Page:Chevalier - Les Pieds-Noirs, 1864.djvu/86

Le texte de cette page a été corrigé et est conforme au fac-similé.
— 80 —

Après s’être laissé aller à la surprise, au chagrin et à l’indignation, bien naturels que devait causer ce spectacle, Kenneth poursuivit sa route, en réfléchissant à la conduite qu’il tiendrait vis-à-vis de Le Loup. Il avait résolu de prévenir Sylveen, quand son pied, heurtant un objet à demi caché dans le gazon, il tomba la face en avant, pour se relever avec un tressaillement d’horreur. Les aventures de la nuit n’étaient pas terminées. Iverson avait sous les yeux une effrayante répétition de ce qui, au jour, l’avait fait frémir dans la forêt. Sur le sol, gisait inanimé, le corps d’un Indien, dont le crâne, partagé verticalement en deux, offrait la marque du vengeur insatiable.

— Voici le troisième, se dit Kenneth. Quel ange a donc mission de détruire de cette façon mystérieuse ! C’est probablement un implacable ennemi de la race indienne, glissant de place en place, et abattant les objets de sa haine avec la rapidité de la foudre.

Et Kenneth frissonna de la tête aux pieds.

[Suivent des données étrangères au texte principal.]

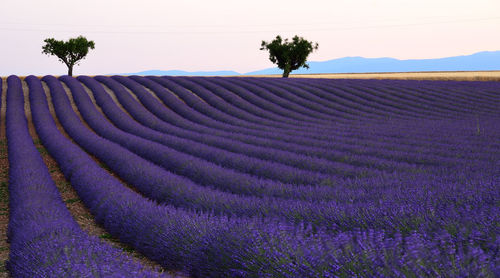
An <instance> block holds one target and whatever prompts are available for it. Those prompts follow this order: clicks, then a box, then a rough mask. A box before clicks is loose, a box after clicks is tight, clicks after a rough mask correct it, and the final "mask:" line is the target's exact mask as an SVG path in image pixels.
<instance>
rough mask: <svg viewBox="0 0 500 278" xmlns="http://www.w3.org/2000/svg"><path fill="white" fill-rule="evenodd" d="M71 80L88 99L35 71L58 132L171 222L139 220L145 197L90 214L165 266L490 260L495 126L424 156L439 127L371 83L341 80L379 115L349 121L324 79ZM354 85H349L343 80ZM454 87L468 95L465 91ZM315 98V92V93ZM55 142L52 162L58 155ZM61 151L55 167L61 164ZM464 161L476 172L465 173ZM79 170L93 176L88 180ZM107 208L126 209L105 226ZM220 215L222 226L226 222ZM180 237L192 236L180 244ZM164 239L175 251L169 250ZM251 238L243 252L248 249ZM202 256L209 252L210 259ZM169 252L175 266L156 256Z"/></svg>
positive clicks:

Passant outre, il arriva près des feux. Le Loup, couché devant la tente de Saül Vander, paraissait plongé dans un profond sommeil. Inutile de dire qu’Iverson ne se laissa point prendre à ce semblant. Bien que harassé par tant de secousses morales et physiques, il continua de veiller jusqu’à ce que la voix de Vander se fît entendre.

Il appelait, un à un, ses hommes et leur commandait, d’un ton bas, de s’apprêter à reprendre la marche.

Ayant touché du doigt Nick, qui rêvait, à ce moment, de sauvages et de « difficultés, » celui-ci sauta sur ses armes et se leva, disposé à combattre.

— Pas de bruit, pas de bruit. Il est l’heure de partir, lui dit Saül. Faites le tour des postes et prévenez les sentinelles. Mais doucement, doucement, vous comprenez.

— Je ne ferai pas plus de bruit qu’une souris, oui bien, je le jure, votre serviteur ! répliqua Nick.

— Dites aux sentinelles de rester à leur place pendant une dizaine de minutes de plus, et de nous rejoindre ensuite aussi vite que possible.

— Certainement, répondit Nick qui se mit en devoir d’exécuter le message.

Kenneth attendit impatiemment son retour. Il arriva comme on achevait de seller les chevaux et bâter les mules.